Drehort Berlin: Die Vier von der Tanzschule
Mit dem Dreiteiler „Ku’damm ’56“ fand das ZDF viel Zuschauer. Die Fortsetzung spielt drei Jahre später.
Jetzt ja nicht kleckern! Saucenspritzer auf den schicken Fünfziger-Jahre-Klamotten? Um Gottes Willen! Obenrum hat man zum Glück vorgesorgt und den Darstellern und Statisten durchsichtige Plastiklätzchen verordnet. Von Kopf bis Fuß auf Fifties eingestellt haben sie sich am frühen Freitagnachmittag an Holztischen zum Essen niedergelassen haben, und was auch immer das Catering nun bieten mag: Krawatte oder Seidenschal bleiben rein.
Auch die Chauffeure der bereitstehenden Fahrzeugflotte haben sich zur Essenausgabe begeben. Ruhe also auf dem Kurfürstendamm, nur der Pulk der zum Setbesuch geladenen Journalisten wieselt noch immer in langsam abklingender Aufgeregtheit herum. Einen tollen Fahrzeugpark hat man hier versammelt, ein Oldtimer-Treffen mit Isetta und Gogomobil, mit Borgward Isabella, dem Ur-Bulli und dem Käfer, mit Opel Olympia Rekord oder auch Kapitän, Messerschmitt-Kabinenroller (als Cabrio!), DKW, Wartburg, dazu ein uralter Großer Gelber der BVG – eine Sternstunde für Liebhaber alten Blechs.
Gedreht wird nicht am Kurfürstendamm
Selbstverständlich wird „Ku’damm ’59“ nicht am Kurfürstendamm gedreht. Wenn es um die Fünfziger geht, ist er als Darsteller seiner selbst unbrauchbar. Aber hier in der Richard-Wagner-Straße in Charlottenburg, zwischen Zillestraße und Otto-Suhr-Allee, hat man viel getan, um die Nebenstraße zum Boulevard umzudekorieren, samt neugetauftem U-Bahn-Eingang, anderen Straßenschildern, einem historisch anmutenden Zeitungskiosk auf dem Mittelstreifen, einer Milchbar mit Stühlen, auf die sich schon Horst Buchholz als Halbstarker gerne hingeflegelt hätte, und vor allem mit der Tanzschule „Galant“ im Haus Kurfürstendamm 56.

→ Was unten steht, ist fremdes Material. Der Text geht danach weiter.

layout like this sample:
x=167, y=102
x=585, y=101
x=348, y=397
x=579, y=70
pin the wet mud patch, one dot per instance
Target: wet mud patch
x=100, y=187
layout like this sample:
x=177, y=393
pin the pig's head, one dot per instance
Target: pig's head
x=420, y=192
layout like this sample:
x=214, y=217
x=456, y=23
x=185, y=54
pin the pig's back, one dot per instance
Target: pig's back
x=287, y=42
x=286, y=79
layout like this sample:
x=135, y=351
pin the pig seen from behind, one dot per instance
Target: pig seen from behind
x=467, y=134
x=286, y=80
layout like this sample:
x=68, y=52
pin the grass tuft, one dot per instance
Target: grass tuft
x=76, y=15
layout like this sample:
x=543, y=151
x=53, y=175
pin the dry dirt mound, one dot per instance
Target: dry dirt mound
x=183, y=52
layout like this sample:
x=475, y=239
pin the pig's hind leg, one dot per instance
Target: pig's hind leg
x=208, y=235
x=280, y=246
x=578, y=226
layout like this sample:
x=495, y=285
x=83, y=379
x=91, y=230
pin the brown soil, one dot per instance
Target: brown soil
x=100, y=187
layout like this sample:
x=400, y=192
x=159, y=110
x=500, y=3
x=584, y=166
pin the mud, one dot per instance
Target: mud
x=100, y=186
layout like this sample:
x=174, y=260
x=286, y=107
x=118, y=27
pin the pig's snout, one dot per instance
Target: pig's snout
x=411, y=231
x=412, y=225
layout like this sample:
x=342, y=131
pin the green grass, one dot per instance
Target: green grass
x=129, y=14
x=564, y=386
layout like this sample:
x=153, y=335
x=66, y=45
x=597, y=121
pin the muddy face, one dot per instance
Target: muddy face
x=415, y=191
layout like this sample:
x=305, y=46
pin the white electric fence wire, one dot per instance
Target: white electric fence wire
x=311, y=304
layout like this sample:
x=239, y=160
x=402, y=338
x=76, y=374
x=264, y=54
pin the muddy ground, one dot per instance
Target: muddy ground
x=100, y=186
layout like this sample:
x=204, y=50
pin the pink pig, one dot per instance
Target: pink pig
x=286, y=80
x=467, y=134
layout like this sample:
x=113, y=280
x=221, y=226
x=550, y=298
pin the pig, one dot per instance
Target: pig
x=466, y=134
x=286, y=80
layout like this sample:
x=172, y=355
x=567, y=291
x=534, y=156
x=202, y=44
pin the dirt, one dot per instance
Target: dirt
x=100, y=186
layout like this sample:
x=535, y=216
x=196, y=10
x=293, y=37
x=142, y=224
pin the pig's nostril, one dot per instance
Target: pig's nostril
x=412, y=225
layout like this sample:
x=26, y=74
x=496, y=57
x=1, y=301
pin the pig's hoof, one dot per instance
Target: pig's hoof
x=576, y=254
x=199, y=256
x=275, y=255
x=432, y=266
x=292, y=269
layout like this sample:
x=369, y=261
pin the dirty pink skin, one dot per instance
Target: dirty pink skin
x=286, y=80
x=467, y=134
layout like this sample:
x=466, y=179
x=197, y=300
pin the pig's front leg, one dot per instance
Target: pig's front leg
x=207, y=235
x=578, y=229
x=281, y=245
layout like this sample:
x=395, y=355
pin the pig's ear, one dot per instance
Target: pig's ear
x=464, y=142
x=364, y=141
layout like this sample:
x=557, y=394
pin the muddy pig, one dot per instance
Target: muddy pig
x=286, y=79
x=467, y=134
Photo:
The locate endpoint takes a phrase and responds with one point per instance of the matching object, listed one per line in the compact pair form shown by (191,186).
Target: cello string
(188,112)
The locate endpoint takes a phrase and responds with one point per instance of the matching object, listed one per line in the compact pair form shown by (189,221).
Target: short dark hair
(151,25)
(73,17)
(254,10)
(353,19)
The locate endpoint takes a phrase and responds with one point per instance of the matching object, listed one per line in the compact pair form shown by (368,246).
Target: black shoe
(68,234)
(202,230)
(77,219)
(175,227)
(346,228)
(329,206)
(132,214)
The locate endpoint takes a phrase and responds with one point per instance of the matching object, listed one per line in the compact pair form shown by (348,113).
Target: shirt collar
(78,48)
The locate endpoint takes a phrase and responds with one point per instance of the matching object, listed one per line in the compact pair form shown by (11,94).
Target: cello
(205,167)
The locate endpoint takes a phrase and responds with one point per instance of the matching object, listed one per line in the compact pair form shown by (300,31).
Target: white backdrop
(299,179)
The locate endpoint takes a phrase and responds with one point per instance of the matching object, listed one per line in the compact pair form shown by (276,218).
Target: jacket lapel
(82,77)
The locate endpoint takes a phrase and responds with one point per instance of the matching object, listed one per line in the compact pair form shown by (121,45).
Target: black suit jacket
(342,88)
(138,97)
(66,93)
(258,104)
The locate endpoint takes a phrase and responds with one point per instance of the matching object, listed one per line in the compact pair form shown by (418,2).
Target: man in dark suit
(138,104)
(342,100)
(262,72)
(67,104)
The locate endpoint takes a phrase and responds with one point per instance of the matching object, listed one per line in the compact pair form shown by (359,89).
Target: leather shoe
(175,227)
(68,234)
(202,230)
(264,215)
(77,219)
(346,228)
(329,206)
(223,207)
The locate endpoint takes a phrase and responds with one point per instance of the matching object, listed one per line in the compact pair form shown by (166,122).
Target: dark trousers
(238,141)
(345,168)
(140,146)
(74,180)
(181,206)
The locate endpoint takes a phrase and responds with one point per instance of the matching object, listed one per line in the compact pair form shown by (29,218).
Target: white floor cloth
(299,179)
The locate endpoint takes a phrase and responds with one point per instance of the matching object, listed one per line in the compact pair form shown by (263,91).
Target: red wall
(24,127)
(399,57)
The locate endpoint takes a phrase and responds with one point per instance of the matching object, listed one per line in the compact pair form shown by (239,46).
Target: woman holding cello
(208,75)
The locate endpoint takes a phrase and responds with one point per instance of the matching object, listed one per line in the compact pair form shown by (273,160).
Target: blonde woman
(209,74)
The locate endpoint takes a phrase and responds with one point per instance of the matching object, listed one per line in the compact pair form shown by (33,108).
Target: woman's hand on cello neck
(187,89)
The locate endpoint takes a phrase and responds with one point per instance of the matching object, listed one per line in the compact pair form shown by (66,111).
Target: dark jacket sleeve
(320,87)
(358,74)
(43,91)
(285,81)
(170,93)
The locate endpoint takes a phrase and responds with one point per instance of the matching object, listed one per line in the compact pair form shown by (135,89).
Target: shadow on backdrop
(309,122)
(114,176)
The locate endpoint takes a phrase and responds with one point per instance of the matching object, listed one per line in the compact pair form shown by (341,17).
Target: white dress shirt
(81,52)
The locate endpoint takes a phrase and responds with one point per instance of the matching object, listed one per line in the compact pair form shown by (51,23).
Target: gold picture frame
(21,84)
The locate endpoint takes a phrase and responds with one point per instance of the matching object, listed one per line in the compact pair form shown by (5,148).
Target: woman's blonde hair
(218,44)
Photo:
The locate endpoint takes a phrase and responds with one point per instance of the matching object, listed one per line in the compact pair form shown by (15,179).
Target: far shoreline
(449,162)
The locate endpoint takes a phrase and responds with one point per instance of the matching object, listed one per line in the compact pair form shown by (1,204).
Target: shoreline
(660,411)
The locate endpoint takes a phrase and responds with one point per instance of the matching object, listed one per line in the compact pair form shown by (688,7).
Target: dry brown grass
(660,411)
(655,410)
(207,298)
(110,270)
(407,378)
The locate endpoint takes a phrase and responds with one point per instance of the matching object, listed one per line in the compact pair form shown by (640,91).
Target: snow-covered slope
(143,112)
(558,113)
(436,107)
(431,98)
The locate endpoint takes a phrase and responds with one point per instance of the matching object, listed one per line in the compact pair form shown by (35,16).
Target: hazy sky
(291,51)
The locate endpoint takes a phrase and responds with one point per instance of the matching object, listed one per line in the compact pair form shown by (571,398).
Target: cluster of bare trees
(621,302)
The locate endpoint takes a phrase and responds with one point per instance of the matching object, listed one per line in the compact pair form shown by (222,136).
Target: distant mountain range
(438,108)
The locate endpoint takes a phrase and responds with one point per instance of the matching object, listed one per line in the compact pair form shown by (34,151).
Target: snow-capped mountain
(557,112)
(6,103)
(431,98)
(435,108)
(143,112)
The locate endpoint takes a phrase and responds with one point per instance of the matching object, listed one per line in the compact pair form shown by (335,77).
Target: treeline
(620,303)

Eine unter Fernsehzuschauern bekannte Adresse: „Ku’damm ’56“, so hieß ein von der Ufa fürs ZDF produzierter Dreiteiler, der im Frühjahr 2016 generationenübergreifend ungemein erfolgreich war. Eine auf die Tanzschulenbesitzerin und ihre drei Töchter fokussierte Geschichte aus dem Jahre 1956, die am Kurfürstendamm 56 spielte und nun um drei Jahre vorangeschritten ist – freilich ohne dass die Tanzschule um drei Hausnummern weiterziehen musste.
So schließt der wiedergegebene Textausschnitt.